Весь следующий день я посвятил делам в институте: прочитал пару лекций, пообщался с аспирантами, уладил кое-какие бумажные вопросы и лишь поздним вечером необычайно усталый вернулся домой. Идти в ветклинику не было сил, посему я позвонил декану и предупредил, что завтра задержусь.

Дима уже дремал, что мне показалось странным (и вместе с тем успокоительным), а вот Барсик явно нервничал, издавая жуткий утробный звук. Я погладил его, испытывая чувство вины за появившуюся у него хромоту, однако кот не обратил на меня никакого внимания – он напряженно следил за дверью, точно сторожа незваного гостя.

С нехорошим ощущением я лег в постель, готовясь дремать вполглаза. Но усталость взяла свое, и я крепко, с удовольствием проспал до утра. Пробудившись, когда солнце только-только начало подниматься, я, поставив разогреваться чайник, побрел в уборную, спотыкаясь спросонья о стены. Там я некоторое время почунал, ополоснулся холодной водой, чтобы скорее взбодриться, и подошел к унитазу.

В багровой воде плавала голова Барсика. Грязная слипшаяся шерсть, полуприкрытые веки, сквозь которые виднеются тусклые белки, и тяжелый запах гнили – таким я последний раз видел своего питомца. Меня стошнило в раковину. Краем глаза я замечал в ванной что-то черное вперемешку с красным.

Я вышел, стараясь унять сердцебиение и прогнать темные круги перед глазами. Когда это удалось, я обнаружил, что стою в гостиной и гляжу на Диму, даже не пошевелившегося со вчерашнего дня. Он лежал на боку, укрывшись с головой. Я подошел к нему, прислушался к тяжелому дыханию и медленно приподнял одеяло – мальчик уставился на меня с неподдельным интересом. Впервые, целиком и полностью, его взгляд был осмыслен, не осталось и следа болезни. Его зрачки прыгали по моему лицу, губы дрожали – он был весь внимание.

Я сказал, что пора принимать лекарство. Достал таблетки, принес воды – он недоверчиво наблюдал за мной, но все выпил. Затем, также безэмоционально, я вызвал уборщиков, дождался, пока они вычистят ванную комнату от останков Барсика, и пошел на работу.

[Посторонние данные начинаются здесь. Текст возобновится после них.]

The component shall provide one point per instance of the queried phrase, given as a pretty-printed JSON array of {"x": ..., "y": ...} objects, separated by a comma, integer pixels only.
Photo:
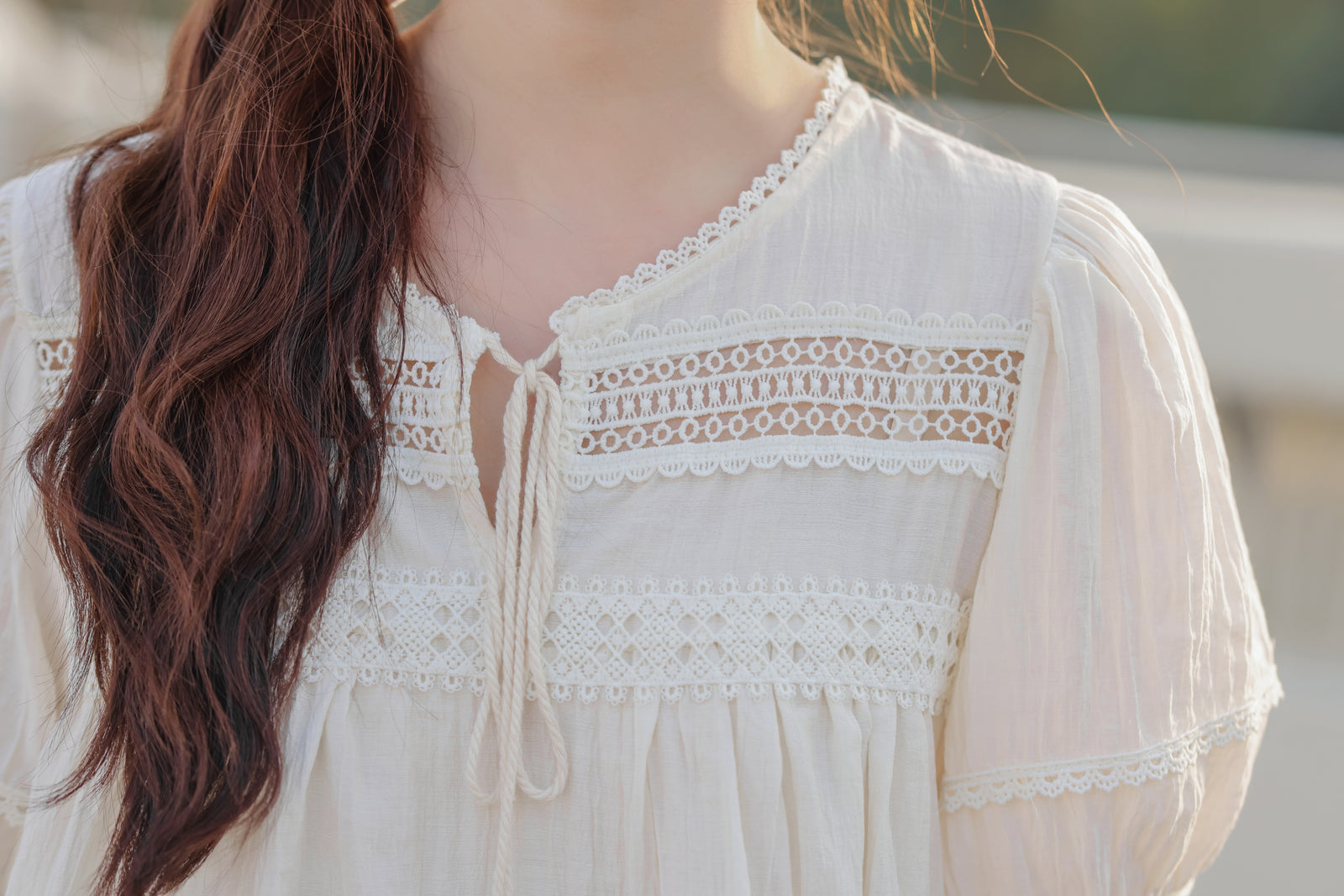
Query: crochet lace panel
[
  {"x": 648, "y": 640},
  {"x": 1108, "y": 773},
  {"x": 826, "y": 385}
]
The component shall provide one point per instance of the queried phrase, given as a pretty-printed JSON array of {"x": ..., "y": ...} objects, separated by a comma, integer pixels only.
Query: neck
[{"x": 506, "y": 76}]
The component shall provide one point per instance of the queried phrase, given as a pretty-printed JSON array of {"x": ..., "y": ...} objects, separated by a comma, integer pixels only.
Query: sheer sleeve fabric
[
  {"x": 1117, "y": 669},
  {"x": 31, "y": 591}
]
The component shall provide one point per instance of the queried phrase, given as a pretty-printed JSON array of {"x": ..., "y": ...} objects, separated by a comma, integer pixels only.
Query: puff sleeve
[
  {"x": 1117, "y": 671},
  {"x": 31, "y": 590}
]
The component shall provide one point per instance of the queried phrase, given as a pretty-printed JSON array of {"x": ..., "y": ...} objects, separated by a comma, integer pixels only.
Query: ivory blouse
[{"x": 879, "y": 540}]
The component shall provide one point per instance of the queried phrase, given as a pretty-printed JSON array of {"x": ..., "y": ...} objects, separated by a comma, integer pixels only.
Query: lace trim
[
  {"x": 644, "y": 640},
  {"x": 13, "y": 804},
  {"x": 1108, "y": 773},
  {"x": 827, "y": 385},
  {"x": 669, "y": 261}
]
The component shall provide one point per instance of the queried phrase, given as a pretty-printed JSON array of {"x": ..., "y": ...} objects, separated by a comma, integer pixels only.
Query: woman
[{"x": 875, "y": 537}]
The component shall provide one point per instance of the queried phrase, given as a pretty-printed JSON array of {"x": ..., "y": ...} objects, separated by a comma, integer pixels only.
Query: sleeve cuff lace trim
[{"x": 1108, "y": 773}]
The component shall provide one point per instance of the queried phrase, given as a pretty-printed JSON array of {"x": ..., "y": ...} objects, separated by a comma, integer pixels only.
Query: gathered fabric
[
  {"x": 523, "y": 580},
  {"x": 878, "y": 537}
]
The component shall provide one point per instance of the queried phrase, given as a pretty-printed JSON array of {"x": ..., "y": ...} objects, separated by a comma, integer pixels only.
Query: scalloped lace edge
[
  {"x": 691, "y": 248},
  {"x": 1108, "y": 773},
  {"x": 13, "y": 804},
  {"x": 768, "y": 457},
  {"x": 698, "y": 692},
  {"x": 961, "y": 328}
]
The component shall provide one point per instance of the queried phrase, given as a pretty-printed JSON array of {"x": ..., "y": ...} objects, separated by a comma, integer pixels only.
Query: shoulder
[
  {"x": 948, "y": 219},
  {"x": 35, "y": 239}
]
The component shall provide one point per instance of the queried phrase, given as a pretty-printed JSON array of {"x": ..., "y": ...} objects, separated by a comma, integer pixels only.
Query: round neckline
[{"x": 729, "y": 219}]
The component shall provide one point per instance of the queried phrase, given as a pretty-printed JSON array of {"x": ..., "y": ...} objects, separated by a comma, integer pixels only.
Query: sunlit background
[{"x": 1231, "y": 164}]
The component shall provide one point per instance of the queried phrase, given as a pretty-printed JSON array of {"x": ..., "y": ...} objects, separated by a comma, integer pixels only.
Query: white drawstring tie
[{"x": 523, "y": 578}]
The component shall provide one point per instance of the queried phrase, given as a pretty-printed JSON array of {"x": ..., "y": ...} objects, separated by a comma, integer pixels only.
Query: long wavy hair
[{"x": 212, "y": 458}]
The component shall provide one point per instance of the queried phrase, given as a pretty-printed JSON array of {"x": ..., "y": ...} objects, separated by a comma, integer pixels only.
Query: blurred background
[{"x": 1231, "y": 163}]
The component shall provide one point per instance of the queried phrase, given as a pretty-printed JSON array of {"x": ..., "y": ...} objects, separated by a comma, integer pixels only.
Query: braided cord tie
[{"x": 523, "y": 579}]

Всю следующую ночь существо за стеной хохотало и разговаривало. Стены моего кабинета то и дело вибрировали от его дьявольского смеха. Так начался мой персональный кошмар. Я не мог сомкнуть глаз, ибо от постоянного шума (и зудящего страха) пропадало всякое желание лежать в постели. Хотелось бежать прочь из квартиры, где бесновалось это маленькое существо, бежать, не оглядываясь, от призраков, которыми Дима окружал себя и которые насылал на меня – иногда по ночам я слышал чьи-то шаги возле своего кабинета, слышал, как кто-то стучался ко мне. При том, что Дима в этот момент находился в соседней комнате и хихикал, как школьный хулиган.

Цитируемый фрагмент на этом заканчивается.